Director General of the St Lucia-based OECS Secretariat, Dr. Len Ishmael noted the battering the island nations have faced over the past 20 months due to the “financial upheaval both inside and outside of this region” that have tested “the very mettle of the social, economic and political fabric of this region.”
In addition to what has transpired on the global front, OECS states have been hit by the financial woes at CLICO and British American Insurance Company – two subsidiaries of the beleaguered Trinidad-based CL Financial Group – and by the collapse of the Stanford baking empire in Antigua and Barbuda.
“If ever confirmation was required of the need for Small Island Developing States, such as these, to put in place mechanisms to deploy regional responses to tough situations when they arise, the travails of the recent past certainly have provided much by way of witness,” Ishmael said, adding that the sub-region was ahead of the curve relating to its responses to such difficulties.
“The OECS arrangements simply shone in comparison to other members of the [wider Caribbean Community] CARICOM family unable to deploy such regional institutional mechanisms…were demonstrably slow by comparison as a group to responding to the rigour of these times.”
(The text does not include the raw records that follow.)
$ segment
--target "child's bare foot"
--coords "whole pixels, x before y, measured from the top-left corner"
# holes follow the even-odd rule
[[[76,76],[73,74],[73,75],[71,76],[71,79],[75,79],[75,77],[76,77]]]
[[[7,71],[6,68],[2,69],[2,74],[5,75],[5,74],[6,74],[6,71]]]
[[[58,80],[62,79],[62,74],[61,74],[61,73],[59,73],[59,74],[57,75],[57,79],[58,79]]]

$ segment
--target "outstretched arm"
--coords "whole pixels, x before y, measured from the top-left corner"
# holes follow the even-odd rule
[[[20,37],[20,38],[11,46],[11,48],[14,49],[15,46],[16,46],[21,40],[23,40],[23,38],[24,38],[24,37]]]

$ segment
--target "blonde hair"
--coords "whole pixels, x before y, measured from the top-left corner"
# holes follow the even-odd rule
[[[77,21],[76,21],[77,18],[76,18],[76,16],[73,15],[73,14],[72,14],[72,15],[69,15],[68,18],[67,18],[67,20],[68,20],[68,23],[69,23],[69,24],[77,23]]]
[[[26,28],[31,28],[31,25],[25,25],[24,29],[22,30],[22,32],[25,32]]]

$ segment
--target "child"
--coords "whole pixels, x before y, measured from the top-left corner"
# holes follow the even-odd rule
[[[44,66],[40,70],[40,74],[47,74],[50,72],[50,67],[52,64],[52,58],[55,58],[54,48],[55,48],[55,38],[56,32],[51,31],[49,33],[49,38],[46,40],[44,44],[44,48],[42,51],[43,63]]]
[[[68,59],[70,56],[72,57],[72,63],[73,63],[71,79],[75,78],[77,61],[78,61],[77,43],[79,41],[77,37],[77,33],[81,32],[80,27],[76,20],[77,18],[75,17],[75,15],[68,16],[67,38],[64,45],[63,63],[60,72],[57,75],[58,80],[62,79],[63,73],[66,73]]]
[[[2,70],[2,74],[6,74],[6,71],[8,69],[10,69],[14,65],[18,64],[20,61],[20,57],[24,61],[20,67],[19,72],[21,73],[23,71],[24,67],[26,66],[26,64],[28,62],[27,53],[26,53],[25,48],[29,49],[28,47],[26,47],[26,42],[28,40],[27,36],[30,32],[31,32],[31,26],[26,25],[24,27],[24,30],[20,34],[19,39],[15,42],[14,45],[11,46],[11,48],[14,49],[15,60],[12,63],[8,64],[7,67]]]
OECS Chairman and St. Kitts and Nevis Prime Minister, Dr Denzil Douglas said while the sub-region has much to be proud about in the way its member countries have worked together to confront such issues, “we should not allow ourselves to be lulled into complacency”.
“This we can ill-afford in a word that has been altered so dramatically in the last few years and which is constantly experiencing transformation…that is why we have found it necessary in recent years to embark upon a process of strategic repositioning of the OECS in order that it may continue to maintain relevance and the capacity to deliver on the goal of the dreams and aspirations of our own OECS citizens well into the future,” he said.
Among the OECS responses to a changing world, is the agreement on the need to press ahead with plans to create an economic union that is scheduled to begin taking effect in a phased in manner from the middle of next year after being signed by government leaders this December.
However, Montserrat Chief Minister Reuben Meade said while the 50th meeting of the OECS Authority is a significant milestone, there remain a significant number of unnecessary impediments which keep the citizens of the OECS asking what is the true essence of the integration efforts being undertaken in the sub-region, particularly the development of an economic union.
“Mr Chairman, my call today is that we balance the high level integration activities in banking, securities exchange and automatic payment systems with the ease of travel and doing business that we continue to promise the people of the OECS.
“I recognise that we are small, but since it is quite clear that we have some very gifted people, it is just to my mind a matter of prioritising to enable and motivate our people,” Meade said.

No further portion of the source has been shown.